Il but une gorgée à la cruche et dit:
– La bonne eau fraîche!
Et il reprit:
– Comment trouvez-vous cette eau, monseigneur?
– Comment vous appelez-vous? dit le marquis.
– Je m’appelle Tellmarch, et l’on m’appelle le Caimand.
– Je sais. Caimand est un mot du pays.
– Qui veut dire mendiant. On me surnomme aussi le Vieux.
Il poursuivit:
– Voilà quarante ans qu’on m’appelle le Vieux.
– Quarante ans! mais vous étiez jeune?
– Je n’ai jamais été jeune. Vous l’êtes toujours, vous, monsieur le marquis. Vous avez des jambes de vingt ans, vous escaladez la grande dune; moi, je commence à ne plus marcher; au bout d’un quart de lieue je suis las. Nous sommes pourtant du même âge; mais les riches, ça a sur nous un avantage, c’est que ça mange tous les jours. Manger conserve.
Le mendiant, après un silence, continua:
– Les pauvres, les riches, c’est une terrible affaire. C’est ce qui produit les catastrophes. Du moins, ça me fait cet effet-là. Les pauvres veulent être riches, les riches ne veulent pas être pauvres. Je crois que c’est un peu là le fond. Je ne m’en mêle pas. Les événements sont les événements. Je ne suis ni pour le créancier, ni pour le débiteur. Je sais qu’il y a une dette et qu’on la paye. Voilà tout. J’aurais mieux aimé qu’on ne tuât pas le roi, mais il me serait difficile de dire pourquoi. Après ça, on me répond: Mais autrefois, comme on vous accrochait les gens aux arbres pour rien du tout! Tenez, moi, pour un méchant coup de fusil tiré à un chevreuil du roi, j’ai vu pendre un homme qui avait une femme et sept enfants. Il y a à dire des deux côtés.
Il se tut encore, puis ajouta:
– Vous comprenez, je ne sais pas au juste, on va, on vient, il se passe des choses; moi, je suis là sous les étoiles.
Tellmarch eut encore une interruption de rêverie, puis continua:
– Je suis un peu rebouteux, un peu médecin, je connais les herbes, je tire parti des plantes, les paysans me voient attentif devant rien, et cela me fait passer pour sorcier.

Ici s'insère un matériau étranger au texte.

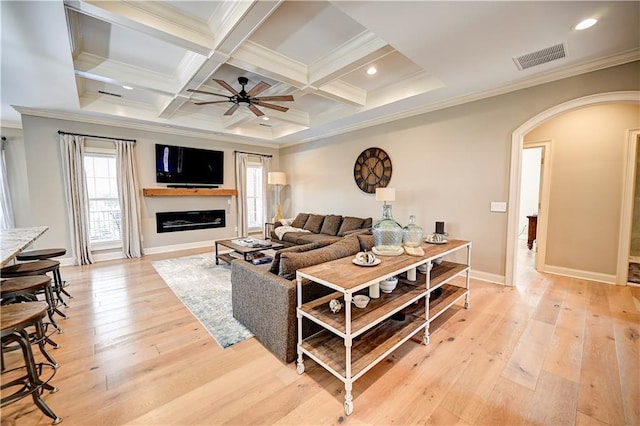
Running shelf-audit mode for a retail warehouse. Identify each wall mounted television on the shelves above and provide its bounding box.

Parce que je songe, on croit que je sais.
– Vous êtes du pays? dit le marquis.
– Je n’en suis jamais sorti.
– Vous me connaissez?
– Sans doute. La dernière fois que je vous ai vu, c’est à votre dernier passage, il y a deux ans. Vous êtes allé d’ici en Angleterre. Tout à l’heure j’ai aperçu un homme au haut de la dune. Un homme de grande taille. Les hommes grands sont rares; c’est un pays d’hommes petits, la Bretagne. J’ai bien regardé, j’avais lu l’affiche. J’ai dit: tiens! Et quand vous êtes descendu, il y avait de la lune, je vous ai reconnu.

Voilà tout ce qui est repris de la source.